A picture of my mother
under lamp light.

There is a peculiar stillness in darkness.

Creatures of the night move
mysteriously in the starlight.

A bookmark protrudes in between
Pages 100 – 101
Frederick Douglas: Prophet of Freedom
by David W. Blight.

Two windows half way opened;

The branches and leaves of fall trees
move gracefully in light breeze.

The beauty of a clear sky
and twinkling stars overhead.

Several books stacked up at the edge of a large table.

Fine point and ball point pens mixed in
with a few pencils and markers in a container.

A stack of notebooks and writing pads.

Scented candles I’ve never used.

The humming of an air purifier.

A large cup of coffee with sweet condensed milk.

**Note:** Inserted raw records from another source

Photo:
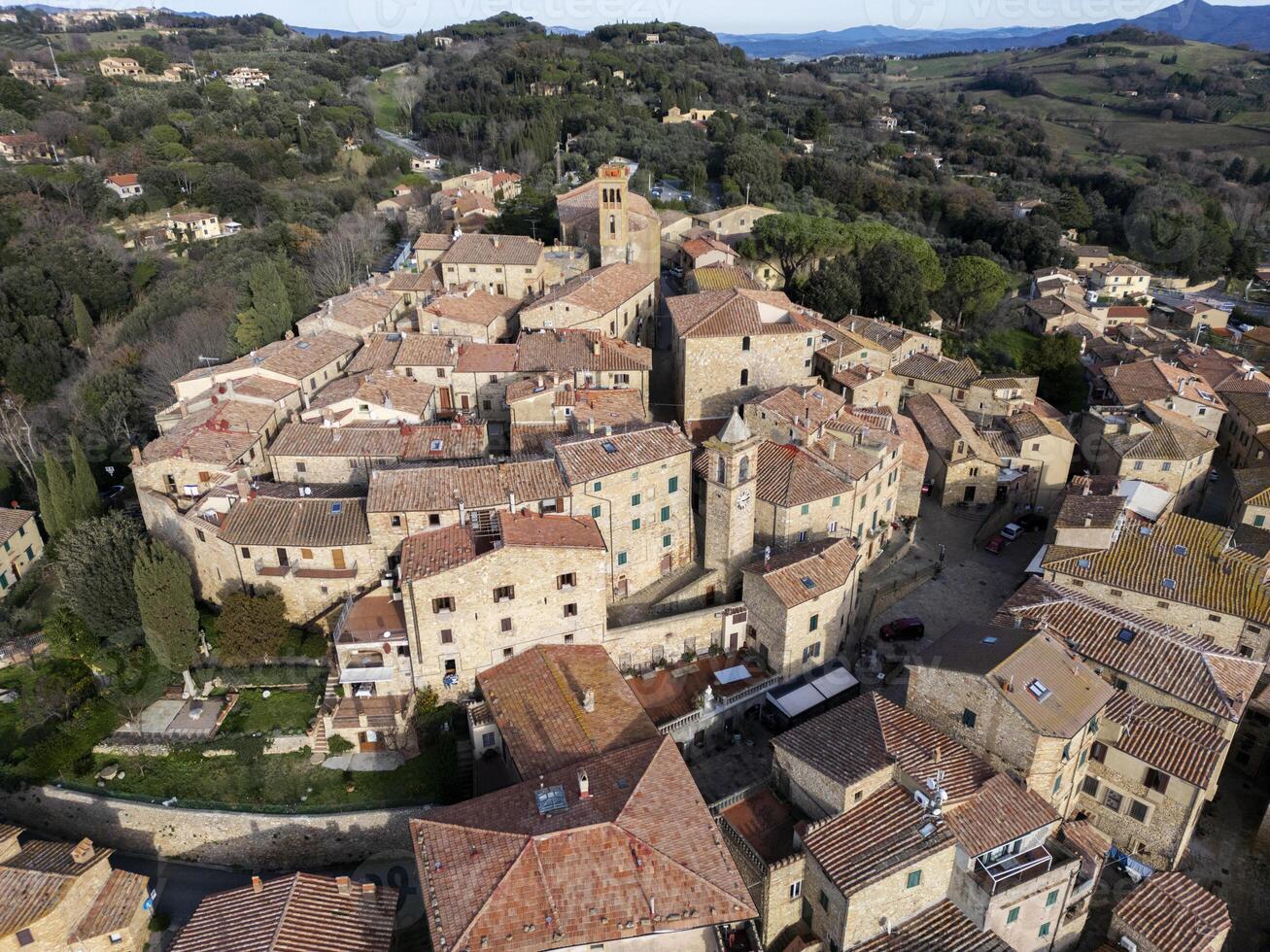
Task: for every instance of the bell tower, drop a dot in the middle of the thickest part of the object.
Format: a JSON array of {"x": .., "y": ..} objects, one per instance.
[
  {"x": 731, "y": 480},
  {"x": 613, "y": 223}
]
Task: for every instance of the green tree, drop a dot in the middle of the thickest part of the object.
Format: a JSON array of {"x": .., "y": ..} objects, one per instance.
[
  {"x": 269, "y": 315},
  {"x": 976, "y": 285},
  {"x": 793, "y": 241},
  {"x": 832, "y": 289},
  {"x": 890, "y": 286},
  {"x": 94, "y": 567},
  {"x": 83, "y": 323},
  {"x": 252, "y": 626},
  {"x": 86, "y": 501},
  {"x": 61, "y": 495},
  {"x": 165, "y": 602}
]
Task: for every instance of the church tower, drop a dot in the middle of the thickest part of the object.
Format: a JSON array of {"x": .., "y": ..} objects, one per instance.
[
  {"x": 733, "y": 463},
  {"x": 613, "y": 223}
]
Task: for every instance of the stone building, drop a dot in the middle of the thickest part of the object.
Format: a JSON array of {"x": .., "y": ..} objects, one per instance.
[
  {"x": 732, "y": 346},
  {"x": 616, "y": 301},
  {"x": 23, "y": 545},
  {"x": 482, "y": 592},
  {"x": 913, "y": 834},
  {"x": 314, "y": 452},
  {"x": 1014, "y": 697},
  {"x": 608, "y": 814},
  {"x": 1170, "y": 913},
  {"x": 373, "y": 396},
  {"x": 307, "y": 363},
  {"x": 471, "y": 314},
  {"x": 962, "y": 464},
  {"x": 318, "y": 913},
  {"x": 801, "y": 603},
  {"x": 1179, "y": 571},
  {"x": 64, "y": 897},
  {"x": 613, "y": 223},
  {"x": 636, "y": 485},
  {"x": 1141, "y": 443}
]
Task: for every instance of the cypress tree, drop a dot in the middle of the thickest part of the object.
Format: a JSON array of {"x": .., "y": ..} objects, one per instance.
[
  {"x": 61, "y": 499},
  {"x": 165, "y": 600},
  {"x": 87, "y": 503},
  {"x": 83, "y": 323}
]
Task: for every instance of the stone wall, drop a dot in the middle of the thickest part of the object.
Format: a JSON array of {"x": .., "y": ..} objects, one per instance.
[{"x": 255, "y": 840}]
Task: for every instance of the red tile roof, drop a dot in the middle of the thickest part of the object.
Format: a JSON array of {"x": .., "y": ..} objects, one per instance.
[
  {"x": 297, "y": 913},
  {"x": 1174, "y": 914}
]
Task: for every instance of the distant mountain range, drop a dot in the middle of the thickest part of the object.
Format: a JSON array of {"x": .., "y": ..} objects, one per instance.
[{"x": 1189, "y": 19}]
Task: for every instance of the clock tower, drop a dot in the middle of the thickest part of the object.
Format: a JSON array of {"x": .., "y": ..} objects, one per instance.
[{"x": 731, "y": 481}]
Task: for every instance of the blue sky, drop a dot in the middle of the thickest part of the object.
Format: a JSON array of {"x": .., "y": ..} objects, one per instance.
[{"x": 719, "y": 16}]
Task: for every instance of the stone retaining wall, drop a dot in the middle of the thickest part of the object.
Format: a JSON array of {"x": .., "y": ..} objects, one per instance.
[{"x": 222, "y": 836}]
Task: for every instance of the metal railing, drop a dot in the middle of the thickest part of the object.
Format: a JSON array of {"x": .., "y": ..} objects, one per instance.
[{"x": 722, "y": 703}]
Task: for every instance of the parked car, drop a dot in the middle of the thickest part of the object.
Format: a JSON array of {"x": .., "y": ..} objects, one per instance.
[
  {"x": 902, "y": 629},
  {"x": 1034, "y": 522}
]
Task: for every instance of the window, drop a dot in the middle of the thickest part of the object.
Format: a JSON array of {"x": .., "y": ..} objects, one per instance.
[{"x": 1156, "y": 779}]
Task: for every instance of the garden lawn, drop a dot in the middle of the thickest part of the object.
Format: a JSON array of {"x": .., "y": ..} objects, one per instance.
[{"x": 288, "y": 711}]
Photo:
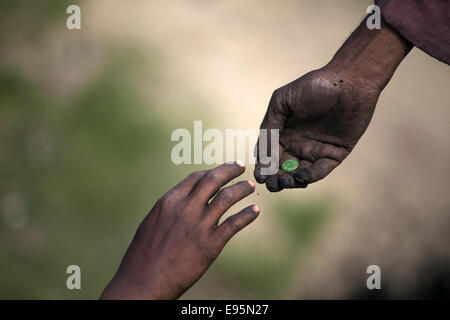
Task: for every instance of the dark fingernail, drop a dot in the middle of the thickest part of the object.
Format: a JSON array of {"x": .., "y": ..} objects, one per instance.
[
  {"x": 273, "y": 188},
  {"x": 303, "y": 176},
  {"x": 260, "y": 178}
]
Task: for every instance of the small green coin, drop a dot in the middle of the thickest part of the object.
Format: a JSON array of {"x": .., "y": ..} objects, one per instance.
[{"x": 289, "y": 165}]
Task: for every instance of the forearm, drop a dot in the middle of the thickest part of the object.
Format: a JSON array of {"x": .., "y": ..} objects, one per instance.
[{"x": 371, "y": 55}]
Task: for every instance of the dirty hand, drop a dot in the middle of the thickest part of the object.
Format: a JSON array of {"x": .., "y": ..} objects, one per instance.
[
  {"x": 180, "y": 237},
  {"x": 322, "y": 115},
  {"x": 320, "y": 118}
]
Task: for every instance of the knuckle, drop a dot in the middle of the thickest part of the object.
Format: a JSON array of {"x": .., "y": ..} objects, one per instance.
[
  {"x": 212, "y": 176},
  {"x": 227, "y": 195},
  {"x": 168, "y": 199}
]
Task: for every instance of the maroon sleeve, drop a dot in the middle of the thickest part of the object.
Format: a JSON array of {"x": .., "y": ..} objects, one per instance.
[{"x": 424, "y": 23}]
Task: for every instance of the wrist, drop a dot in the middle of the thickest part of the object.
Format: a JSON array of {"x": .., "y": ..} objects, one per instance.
[{"x": 370, "y": 56}]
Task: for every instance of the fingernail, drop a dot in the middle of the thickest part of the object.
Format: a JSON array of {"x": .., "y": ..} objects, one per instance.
[{"x": 240, "y": 163}]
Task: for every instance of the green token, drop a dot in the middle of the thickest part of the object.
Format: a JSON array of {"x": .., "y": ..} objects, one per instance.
[{"x": 289, "y": 165}]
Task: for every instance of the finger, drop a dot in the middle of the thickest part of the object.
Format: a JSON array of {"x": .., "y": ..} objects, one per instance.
[
  {"x": 227, "y": 197},
  {"x": 235, "y": 223},
  {"x": 286, "y": 179},
  {"x": 186, "y": 185},
  {"x": 274, "y": 118},
  {"x": 215, "y": 178},
  {"x": 324, "y": 150},
  {"x": 318, "y": 170},
  {"x": 272, "y": 184}
]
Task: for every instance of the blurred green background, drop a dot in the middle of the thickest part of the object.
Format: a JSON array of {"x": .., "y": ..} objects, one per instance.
[{"x": 85, "y": 124}]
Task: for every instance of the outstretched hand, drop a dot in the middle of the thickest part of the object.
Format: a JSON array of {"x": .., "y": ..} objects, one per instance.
[
  {"x": 320, "y": 118},
  {"x": 181, "y": 236}
]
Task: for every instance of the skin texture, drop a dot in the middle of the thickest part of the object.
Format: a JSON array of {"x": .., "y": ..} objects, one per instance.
[
  {"x": 180, "y": 237},
  {"x": 322, "y": 115}
]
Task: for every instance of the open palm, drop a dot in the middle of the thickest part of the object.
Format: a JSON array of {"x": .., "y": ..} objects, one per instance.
[{"x": 321, "y": 117}]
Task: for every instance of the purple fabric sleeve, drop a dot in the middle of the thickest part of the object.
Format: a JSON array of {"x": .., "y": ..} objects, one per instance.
[{"x": 424, "y": 23}]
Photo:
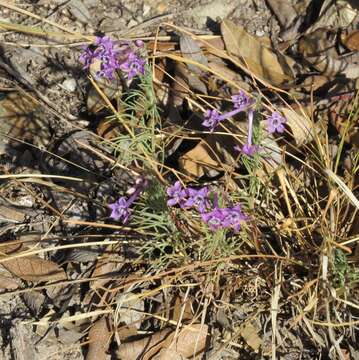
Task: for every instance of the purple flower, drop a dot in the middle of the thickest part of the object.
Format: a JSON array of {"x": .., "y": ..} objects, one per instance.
[
  {"x": 133, "y": 65},
  {"x": 177, "y": 194},
  {"x": 249, "y": 149},
  {"x": 113, "y": 57},
  {"x": 214, "y": 219},
  {"x": 275, "y": 123},
  {"x": 198, "y": 199},
  {"x": 221, "y": 218},
  {"x": 87, "y": 57},
  {"x": 233, "y": 217},
  {"x": 211, "y": 119},
  {"x": 120, "y": 210},
  {"x": 241, "y": 101}
]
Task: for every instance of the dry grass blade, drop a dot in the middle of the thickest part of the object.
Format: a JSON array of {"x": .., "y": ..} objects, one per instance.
[{"x": 99, "y": 340}]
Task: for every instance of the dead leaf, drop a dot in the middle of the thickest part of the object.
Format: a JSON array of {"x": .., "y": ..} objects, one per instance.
[
  {"x": 20, "y": 117},
  {"x": 250, "y": 334},
  {"x": 318, "y": 49},
  {"x": 134, "y": 349},
  {"x": 105, "y": 270},
  {"x": 351, "y": 40},
  {"x": 8, "y": 283},
  {"x": 334, "y": 15},
  {"x": 199, "y": 161},
  {"x": 300, "y": 125},
  {"x": 190, "y": 341},
  {"x": 99, "y": 340},
  {"x": 191, "y": 50},
  {"x": 262, "y": 61},
  {"x": 11, "y": 214},
  {"x": 166, "y": 354},
  {"x": 33, "y": 268}
]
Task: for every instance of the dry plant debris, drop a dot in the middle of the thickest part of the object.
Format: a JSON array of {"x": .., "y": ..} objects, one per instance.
[{"x": 201, "y": 202}]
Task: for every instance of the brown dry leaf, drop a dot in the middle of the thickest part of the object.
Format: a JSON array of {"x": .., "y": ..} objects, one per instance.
[
  {"x": 261, "y": 60},
  {"x": 250, "y": 334},
  {"x": 11, "y": 214},
  {"x": 105, "y": 269},
  {"x": 334, "y": 15},
  {"x": 301, "y": 127},
  {"x": 134, "y": 349},
  {"x": 166, "y": 354},
  {"x": 191, "y": 50},
  {"x": 8, "y": 283},
  {"x": 228, "y": 74},
  {"x": 20, "y": 117},
  {"x": 343, "y": 116},
  {"x": 318, "y": 49},
  {"x": 99, "y": 337},
  {"x": 33, "y": 268},
  {"x": 199, "y": 161},
  {"x": 190, "y": 341},
  {"x": 351, "y": 41}
]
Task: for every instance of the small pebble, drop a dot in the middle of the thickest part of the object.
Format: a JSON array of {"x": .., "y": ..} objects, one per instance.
[
  {"x": 132, "y": 23},
  {"x": 162, "y": 7},
  {"x": 69, "y": 85},
  {"x": 146, "y": 9}
]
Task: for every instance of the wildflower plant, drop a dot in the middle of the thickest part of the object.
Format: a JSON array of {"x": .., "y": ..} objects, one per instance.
[{"x": 113, "y": 56}]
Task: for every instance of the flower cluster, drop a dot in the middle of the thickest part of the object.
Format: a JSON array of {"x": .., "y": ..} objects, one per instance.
[
  {"x": 275, "y": 123},
  {"x": 214, "y": 216},
  {"x": 188, "y": 198},
  {"x": 120, "y": 209},
  {"x": 221, "y": 218},
  {"x": 124, "y": 56},
  {"x": 240, "y": 102}
]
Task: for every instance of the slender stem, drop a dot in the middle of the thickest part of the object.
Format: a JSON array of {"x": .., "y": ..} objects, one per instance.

The comfort of a warm quilt.

A beautiful note written to me from someone
over twenty years ago on the back of a card
with a white dove and backdrop of floral colors,
that was recently rediscovered.








An Unknown Number of Questions

Is there redemption to be found in suffering?
Is there nobility in enduring incessant pain?
Can darkened eyes see blue skies through constant rain?
Are we not mortals set in our ways?
Do we not dread the end of days?
Do we not work our fingers to the bone
And apply for loans with interest to be repaid?
In the totality of our lives as the ninety nine percent, are we not slaves?
Do we not have dreams that are unseen?
Do we not weep for ourselves in the four walls we dwell?
Are babies not born into a polluted world of living hell?
Do we not live on the edge risking our lives to feel alive?
Do we not indulge in vices to escape our own minds?
Do we not self medicate because conventional therapy offers no escape?
Have we not prayed and prayed to see nothing change?
Do we not try to hide our pain from the eyes of our children?
Is there a magical pill to a new beginning?
Are we condemned to a fiery lake for our constant sinning?
Do we not hold back tears when in the company of our unknowing peers?
Have we not battled and battled the torment of irrational fears?
When it is late and we remain awake, do we not contemplate our fate?
Do we sometimes not break from the heaviness of the weight?
Do we not constantly mentally write and rewrite our own eulogies?
In each other do we not find beauty?
Do we not remember first kisses in the sunshine of the summertime?
When I see her, do I not see an angel in my mind?
Through the storm will I fall in the field or will I survive?
Does the vengeance in my blood manifest in my son’s eyes?
In our listlessness do we still look to the skies?
In my plight am I misunderstood?
Do I hold back my love or give one hundred percent as I should?
In the loves I have lost, would I change the outcome if I could?
If I had the power would I resurrect my mother?
Do my weaknesses reflect the genetics of my father?
In my pursuance of success, should I even bother?
Is the world rife with decadence and are the years becoming stranger?
Have I become a recluse with unjustified anger?
From the beautiful sentiments I relayed, does she not remember?
In the affects of my childhood do I continue to suffer?
If it doesn’t kill you does it really make you stronger?
Can the moments of peace be made to last longer?
Can two or three small yellow pills cure chronic insomnia?
What qualities in particular make a good lover?
Did the chicken come before the egg, or is it the other?
Should I have stayed, or should I have left her?
Am I both a victim and a survivor?
Do I protect the appearance of vulnerability with a gruff exterior?
Do I approach the advent of adversity in a rational manner?
Are people with cogent minds better orators?
Is marriage better than being a perpetual lover?
Was it the allure of the exterior, or did I really love her?
Did I say something regrettable in my anger?
Are the questions pertinent? . . . I wonder.